YvdW: I think this harkens back to the question of touch, and the tension of what you forbid and what you allow. If you write a hundred pages of a character who doesn’t allow herself touch, then the moment you allow her to grab a living person—Eva’s elbow, if you recall—then that tension will naturally transition into the erotic. A good sex scene has so little to do with the movements and positions and so much more to do with how you got there, what the characters want from each other and what the stakes are. In this case, the trick is also to resolve nothing internal in that sex scene: only the sexual desire is sated, but the plot tension, the characters’ wants, those remain. You’ll notice: once the plot is resolved, we are no longer privy to the sex. The moment the sex turns gratuitous you lose the tension, and therein the emotional investment of your readers.
JMJ: To that end, your book, while set in the aftermath of unspeakable horror, is a story about love. Did you know you wanted to write a love story when you began?

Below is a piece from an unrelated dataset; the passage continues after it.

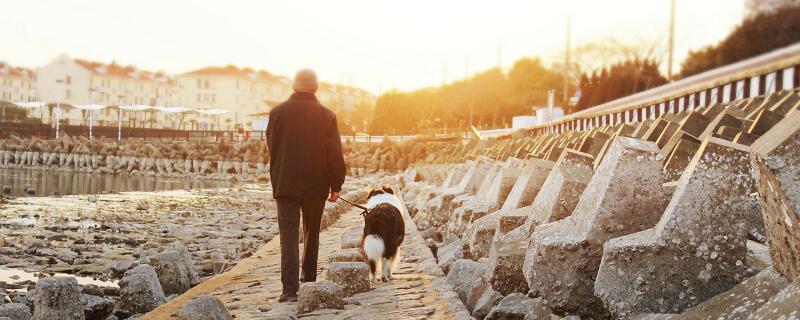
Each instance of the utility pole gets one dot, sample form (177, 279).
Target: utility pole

YvdW: Yes! It was always going to be a love story. I am a sap. There’s also something terribly selfish about it, writing “bad” characters that find love. You’re basically mumbling to yourself, “It’s okay, even if I’m sometimes bad, even I can find love!” But also, more importantly, I wanted to write a story where the answer to past prejudices wasn’t an apology and mild tolerance, but desire—so much desire that the only path forward is together, entangled.
JMJ: Finally, there’s a great hopefulness to the book. What is your relationship to hope, as a writer and also as a human?
YvdW: This is perhaps an unpopular opinion, but I think it’s so, so much more impressive when a hopeful ending is made to feel true, like a real possibility. It’s harder than making a sad ending feel true and possible—that’s life. That’s more or less my relationship to hope, I think. It’s hard work, but God, isn’t it impressive when it works?